Sunday, September 14, 2014

Getting more testing done with less effort

It's been a while since I posted here -- but don't worry I haven't been lazy, I just haven't posted what I've done. :) Anyway, the last few days I've been thinking about a new way (to the best of my knowledge and research) to do unit testing that is inspired by Design by Contract.

What is a unit test? For me, a unit test is a small example that illustrates how to use a software unit (function, class, etc). This is good, because examples is a good way to learn how to use something. In fact, looking at examples is a natural way to learn how to do something.

There is a bad side to this though, and that is that examples can't show the general idea that a test is trying to verify. For instance, imagine that you have a class that implements the data structure stack. The class has a push, a pop, and a size method, which does the expected thing.

A test for the pop method, would probably initialize the stack with some predefine content, pop a few values from it, and verify that they are the expected values. (Alternatively, the test could setup the state of stack though a sequence of calls to push -- my point here is still valid).

What such test fails to capture is what pop expects the stack to look like when it's invoked. It's just shows one instance of all possible stacks that pop can operate on. In fact, pop can operate on every possible stack except the empty stack, but examples may or may not communicate this clearly.

And this is precisely what I've been toying with lately: writing tests where the setup code is replaced with a condition that must be true for the test to be valid to execute (a.k.a precondition). Let's take an example of this to illustrate the point. Below are two simple tests (written in a hypothetical version of Protest which supports the idea I'm describing) on a stack object.

    suite("stack test") {
        Stack s;

        test("push test") {
            int before = s.size();
            s.push(0);
            postcond(s.size() == before + 1);
        }

        test("pop test") {
            precond(s.size() > 0); // pop can't operate on the empty stack
 
            int before = s.size();
            s.pop();
            postcond(s.size() == before + 1);
        }
    }

These two tests are executed by a framework which invokes one test case after another on the same instance of Stack. In this example, that means that push test will be the first test executes because pop test's precondition isn't fulfilled (the stack is empty). When this test is finished, the framework picks another test that can be executed, which means either push test again or pop test (since the stack is not empty anymore). If the framework decides to execute pop test, the stack will be empty again, thus the only test case that can be executed next is push test, and so on.

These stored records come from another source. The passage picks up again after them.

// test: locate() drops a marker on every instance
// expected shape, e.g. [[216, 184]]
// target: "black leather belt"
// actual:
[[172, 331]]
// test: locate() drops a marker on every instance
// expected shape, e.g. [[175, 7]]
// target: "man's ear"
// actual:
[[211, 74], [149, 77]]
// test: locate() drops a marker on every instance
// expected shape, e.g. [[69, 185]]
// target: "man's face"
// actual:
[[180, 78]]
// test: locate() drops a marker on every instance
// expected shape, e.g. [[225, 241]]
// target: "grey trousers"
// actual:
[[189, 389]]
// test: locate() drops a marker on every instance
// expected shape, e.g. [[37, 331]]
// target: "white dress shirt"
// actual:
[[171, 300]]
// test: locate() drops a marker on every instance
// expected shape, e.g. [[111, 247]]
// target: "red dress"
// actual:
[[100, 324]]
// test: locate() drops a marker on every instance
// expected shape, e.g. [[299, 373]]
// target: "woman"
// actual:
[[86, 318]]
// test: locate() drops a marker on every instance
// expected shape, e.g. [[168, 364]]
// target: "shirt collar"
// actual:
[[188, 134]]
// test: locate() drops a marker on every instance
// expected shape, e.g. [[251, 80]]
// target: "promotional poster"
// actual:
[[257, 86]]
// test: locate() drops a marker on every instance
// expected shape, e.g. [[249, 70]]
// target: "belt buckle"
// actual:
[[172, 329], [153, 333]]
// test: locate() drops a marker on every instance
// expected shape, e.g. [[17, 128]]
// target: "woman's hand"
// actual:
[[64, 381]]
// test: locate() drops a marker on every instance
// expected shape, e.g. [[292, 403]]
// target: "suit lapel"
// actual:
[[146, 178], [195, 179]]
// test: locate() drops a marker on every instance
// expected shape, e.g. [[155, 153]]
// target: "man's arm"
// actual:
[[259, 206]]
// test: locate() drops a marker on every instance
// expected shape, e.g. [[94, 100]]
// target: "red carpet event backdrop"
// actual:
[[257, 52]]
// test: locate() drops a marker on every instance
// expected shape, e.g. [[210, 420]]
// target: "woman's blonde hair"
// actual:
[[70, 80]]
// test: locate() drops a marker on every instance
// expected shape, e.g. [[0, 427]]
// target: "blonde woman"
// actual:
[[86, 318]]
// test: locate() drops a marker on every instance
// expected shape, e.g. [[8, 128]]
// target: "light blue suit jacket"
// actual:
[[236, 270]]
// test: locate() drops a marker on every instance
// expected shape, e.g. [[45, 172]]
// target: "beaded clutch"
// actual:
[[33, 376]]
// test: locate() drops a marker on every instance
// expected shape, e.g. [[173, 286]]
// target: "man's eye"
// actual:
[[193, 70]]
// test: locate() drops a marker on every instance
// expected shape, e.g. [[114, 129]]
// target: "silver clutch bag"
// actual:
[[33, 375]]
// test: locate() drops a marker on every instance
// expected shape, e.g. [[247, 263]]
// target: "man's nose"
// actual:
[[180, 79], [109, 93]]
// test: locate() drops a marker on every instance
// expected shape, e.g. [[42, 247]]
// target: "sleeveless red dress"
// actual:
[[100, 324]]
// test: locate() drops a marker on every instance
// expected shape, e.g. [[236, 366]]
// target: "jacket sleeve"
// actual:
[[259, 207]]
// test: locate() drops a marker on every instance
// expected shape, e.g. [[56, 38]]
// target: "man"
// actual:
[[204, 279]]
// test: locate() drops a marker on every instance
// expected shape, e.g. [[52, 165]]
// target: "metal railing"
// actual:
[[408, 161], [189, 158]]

So, why do you get more testing done with less effort by writing test-cases in this way? Well, for several reasons:
  • Less development time is spent on setting up the cut (it takes less time to write the preconditions than writing the code that setups the cut such that it fulfills them). As a side effect, tests become shorter, more declarative, and easier to read.
  • A single test verifies that several executions paths that sets the cut up in a state the fulfills certain conditions results in a cut that passes the test. This makes it easier to verify code with messy internal state.
  • In addition to verifying behavior, a test describes the relationship between the method of the cut's interface. For example, how Stack::pop relates to Stack::size.
Of course, there are some downsides as well:
  • Tests depend on other tests. This is a big no-no and doing this intentionally might fly in the face of intuition.
  • The initial state of the cut is less concrete as there is no example code to follow.
  • Some classes (e.g., builders) can't naturally be used repetitively in a meaningful way (when an object is built, the builder is done).
I've working on a prototype implementation of this testing framework which I call flytest (for several different reasons (e.g., "will it fly?", "flies in the face of intuition"). My pros and cons above is the result of the limited experience I've gained from implementing it and experimenting with it.

Right now, the biggest hurdle I've run into is how to express the natural recursive-ness of certain cuts. For example, if you push a value X to a stack you'll get X back when you pop the stack as long as you push and pop the same number of times between the push and the pop of X.